Les chercheurs ont étudié en détail trois cas d’enlèvements, susceptibles de constituer des disparitions forcées. Kuria*, défenseur des droits humains, a perdu connaissance après être entré dans l’enceinte du Parlement. Il a repris conscience dans une pièce sombre gardée par deux hommes. Il a déclaré aux chercheurs qu’il avait été interrogé au sujet du financement et du soutien aux manifestations ; ces hommes l’ont ensuite embarqué dans un véhicule les yeux bandés et l’ont jeté au bord de la route à Nairobi. Kuria a été détenu pendant plus de 24 heures. Selon le témoignage de deux autres jeunes leaders, des hommes non identifiés les ont kidnappés dans la rue alors qu’ils manifestaient devant le Parlement, avant de les forcer à monter dans des véhicules. Ils ont été relâchés plus d’un jour après.

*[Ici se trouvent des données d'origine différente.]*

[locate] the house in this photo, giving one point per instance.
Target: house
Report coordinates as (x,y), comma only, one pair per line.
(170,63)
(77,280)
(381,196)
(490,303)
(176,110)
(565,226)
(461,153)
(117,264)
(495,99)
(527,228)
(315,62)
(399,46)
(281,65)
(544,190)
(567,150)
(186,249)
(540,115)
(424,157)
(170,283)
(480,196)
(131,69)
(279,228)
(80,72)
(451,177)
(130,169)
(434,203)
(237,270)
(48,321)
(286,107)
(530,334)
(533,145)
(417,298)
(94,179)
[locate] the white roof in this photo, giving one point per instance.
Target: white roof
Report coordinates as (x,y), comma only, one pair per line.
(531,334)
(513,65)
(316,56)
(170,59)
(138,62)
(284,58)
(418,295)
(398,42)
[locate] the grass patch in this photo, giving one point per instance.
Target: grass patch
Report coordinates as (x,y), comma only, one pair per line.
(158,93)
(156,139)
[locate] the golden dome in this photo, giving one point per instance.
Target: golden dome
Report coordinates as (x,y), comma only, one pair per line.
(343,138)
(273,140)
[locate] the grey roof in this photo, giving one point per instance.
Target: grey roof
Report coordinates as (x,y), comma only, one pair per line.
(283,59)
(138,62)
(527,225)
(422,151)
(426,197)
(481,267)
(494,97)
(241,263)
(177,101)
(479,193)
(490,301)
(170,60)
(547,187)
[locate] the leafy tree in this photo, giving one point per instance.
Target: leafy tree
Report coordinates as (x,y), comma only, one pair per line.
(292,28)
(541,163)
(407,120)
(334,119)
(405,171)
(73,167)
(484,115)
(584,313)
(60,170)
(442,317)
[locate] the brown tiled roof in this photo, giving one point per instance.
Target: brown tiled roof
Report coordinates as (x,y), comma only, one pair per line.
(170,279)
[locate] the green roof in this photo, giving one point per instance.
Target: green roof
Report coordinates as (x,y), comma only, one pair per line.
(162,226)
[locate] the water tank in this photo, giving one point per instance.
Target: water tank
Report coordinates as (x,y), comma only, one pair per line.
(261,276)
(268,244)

Les actions de la police violent l’article 49 de la Constitution, qui protège les droits des personnes interpellées.
« Les autorités kenyanes doivent mener des enquêtes rapides, approfondies et indépendantes sur toutes les violations des droits humains commises dans le cadre des manifestations, notamment les homicides de manifestants, et amener les responsables à rendre des comptes. Les victimes et les familles des personnes tuées du fait de l’utilisation illégale de la force par la police doivent recevoir des réparations », a déclaré Grace Wangechi, directrice de l’Independent Medical Legal Unit (IMLU).
Il importe de souligner que le gouvernement n’a pas défini de lignes directrices ni de calendrier pour le déploiement de l’armée kényane en vue de protéger les infrastructures essentielles à la suite des manifestations du 25 juin. Ce manquement enfreint les normes internationales relatives aux droits humains et fait l’objet d’une ordonnance de la Haute Cour dans l’affaire Law Society of Kenya c. Attorney General & 4 others (Pétition E307 de 2024) [2024] KEHC 7702 (KLR) (Droits constitutionnels et humains) (27 juin 2024) (Décision). Nous appelons le gouvernement à publier au journal officiel la révocation du déploiement de l’armée kényane.
* Pour préserver l’anonymat de ces personnes, leurs prénoms ont été modifiés.